La définition d’une nouvelle combinaison donnée dans la première édition de Theorie der wirtschaflichen Entwicklung est presque identique à celle de la seconde édition allemande. Elle comprend 218  : la production d’un bien nouveau, c’est-à-dire aussi bien la production de nouvelle qualité que l’introduction d’un nouvel usage pour un bien déjà existant ; mais aussi l’introduction d’une nouvelle méthode de production, l’ouverture d’un nouveau débouché et enfin la réalisation d’une nouvelle organisation, cf. Schumpeter (1911c, p. 410).

La dimension psychologique de l’analyse du comportement entrepreneuriale est ainsi très présente dans la première édition de sa Theorie der wirtschaftlichen Entwicklung. L’insistance dont fait preuve Schumpeter fut d’ailleurs la source de nombreuses critiques lors de la publication (1926c, p. 128). Toutefois, ses travaux ultérieurs continuent de mettre l’accent sur la spécificité de l’entrepreneur et les « capacités » ou « facultés » qui lui sont nécessaires (Schumpeter 1926c, pp. 120, 122 et 126 entre autres), même si, nous l’avons vu, ce n’est plus la personne mais la fonction de l’entrepreneur qui est mise au premier plan.
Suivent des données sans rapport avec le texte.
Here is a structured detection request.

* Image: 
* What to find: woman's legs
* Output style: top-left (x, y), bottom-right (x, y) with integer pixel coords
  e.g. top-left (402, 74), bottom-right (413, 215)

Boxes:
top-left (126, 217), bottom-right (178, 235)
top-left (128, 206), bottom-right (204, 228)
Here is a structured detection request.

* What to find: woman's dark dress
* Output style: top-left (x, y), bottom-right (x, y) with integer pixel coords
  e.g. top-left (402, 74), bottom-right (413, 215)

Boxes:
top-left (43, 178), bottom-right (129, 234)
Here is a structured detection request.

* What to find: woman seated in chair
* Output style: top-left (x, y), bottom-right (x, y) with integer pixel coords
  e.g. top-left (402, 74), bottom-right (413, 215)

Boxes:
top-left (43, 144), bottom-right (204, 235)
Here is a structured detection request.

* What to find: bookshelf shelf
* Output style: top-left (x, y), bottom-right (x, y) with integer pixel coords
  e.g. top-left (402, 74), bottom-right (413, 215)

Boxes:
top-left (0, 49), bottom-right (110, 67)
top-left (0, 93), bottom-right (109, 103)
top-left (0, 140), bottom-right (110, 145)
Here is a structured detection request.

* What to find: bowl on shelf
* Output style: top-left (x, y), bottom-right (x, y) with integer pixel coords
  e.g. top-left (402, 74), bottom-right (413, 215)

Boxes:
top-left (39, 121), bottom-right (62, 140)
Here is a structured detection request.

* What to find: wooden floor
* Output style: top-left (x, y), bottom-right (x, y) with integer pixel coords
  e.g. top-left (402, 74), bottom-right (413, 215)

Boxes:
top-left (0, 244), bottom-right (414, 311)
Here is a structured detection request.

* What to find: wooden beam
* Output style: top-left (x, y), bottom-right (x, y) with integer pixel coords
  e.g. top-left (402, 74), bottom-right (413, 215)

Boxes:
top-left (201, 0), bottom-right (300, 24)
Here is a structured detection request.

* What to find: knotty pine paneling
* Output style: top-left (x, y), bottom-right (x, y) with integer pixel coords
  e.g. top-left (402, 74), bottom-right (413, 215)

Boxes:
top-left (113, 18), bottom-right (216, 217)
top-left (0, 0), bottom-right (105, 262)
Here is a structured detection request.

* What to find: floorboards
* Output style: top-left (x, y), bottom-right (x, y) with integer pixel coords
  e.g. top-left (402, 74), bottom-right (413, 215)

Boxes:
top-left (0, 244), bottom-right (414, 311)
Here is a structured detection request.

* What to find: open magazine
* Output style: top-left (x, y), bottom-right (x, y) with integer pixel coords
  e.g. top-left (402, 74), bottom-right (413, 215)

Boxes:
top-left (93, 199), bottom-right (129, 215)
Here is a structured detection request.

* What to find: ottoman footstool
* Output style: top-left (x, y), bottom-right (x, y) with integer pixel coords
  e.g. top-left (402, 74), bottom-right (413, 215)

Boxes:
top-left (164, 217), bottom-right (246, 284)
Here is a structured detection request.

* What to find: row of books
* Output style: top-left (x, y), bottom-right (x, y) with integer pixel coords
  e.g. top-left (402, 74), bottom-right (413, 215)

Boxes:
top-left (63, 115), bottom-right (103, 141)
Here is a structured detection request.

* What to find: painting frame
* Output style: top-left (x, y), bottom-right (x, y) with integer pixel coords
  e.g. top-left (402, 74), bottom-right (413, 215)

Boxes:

Sa spécificité réside essentiellement dans sa « personnalité d’entrepreneur », c’est-à-dire la « force motrice » [driving force] (Schumpeter 1911b, p. 103) qui le pousse à agir, laquelle est encore désignée par l’expression de « force d’action » [the force to act] (Schumpeter 1911c, p. 413). Les entrepreneurs sont des « agens (sic) », des « hommes d’action » [Mann der Tat] : se reporter respectivement à Schumpeter (1911c, p. 406) et (1911a, p. 132), celui-ci étant cité par Y. Shinoya (1997, p. 169). Selon Schumpeter, ces individus se caractérisent par leur « constitution mentale » [mental constitution], encore désignée comme des « qualités de chefs [leadership qualities] » (1911b, p. 103), renvoyant ainsi à leur capacité non seulement à « faire face au risque sans timidité » (1911c, p. 413), mais aussi à ne pas tenir compte des conséquences qu’aurait un échec pour eux-mêmes ou pour les autres individus impliqués par leur action.

Les entrepreneurs possèdent une véritable force de volonté qui leur permet de faire face à l’incertitude qu’impliquent l’introduction de nouvelles combinaisons productives, d’innovations. Nous retrouvons ici le thème de l’incertitude inhérente à l’activité entrepreneuriale tel que développé chez Menger 219 (1871d, p. 160).

Schumpeter (1911c, p. 414) considère que dans la mise en place d’une action « le moment décisif est par conséquent l’énergie et non simplement « l’idée » [insight] ». Dans la seconde édition de Theorie der wirtschaftlichen Entwicklung, Schumpeter reprend cette idée et la développe. Ainsi, après avoir rappelé que la conduite des entrepreneurs est « l’accomplissement de quelque chose d’autre que ce qui est accompli par la conduite habituelle », il souligne que cette conduite « exige des qualités autres et non pas seulement différentes en degré » (1926c, p. 116, expression soulignée par l’auteur). L’agent économique qui se place dans une situation non coutumière, « hors du domaine de la routine » (1926c, p. 121) rencontre des difficultés de trois ordres qui font appel à trois types de capacités indispensables à l’entrepreneur.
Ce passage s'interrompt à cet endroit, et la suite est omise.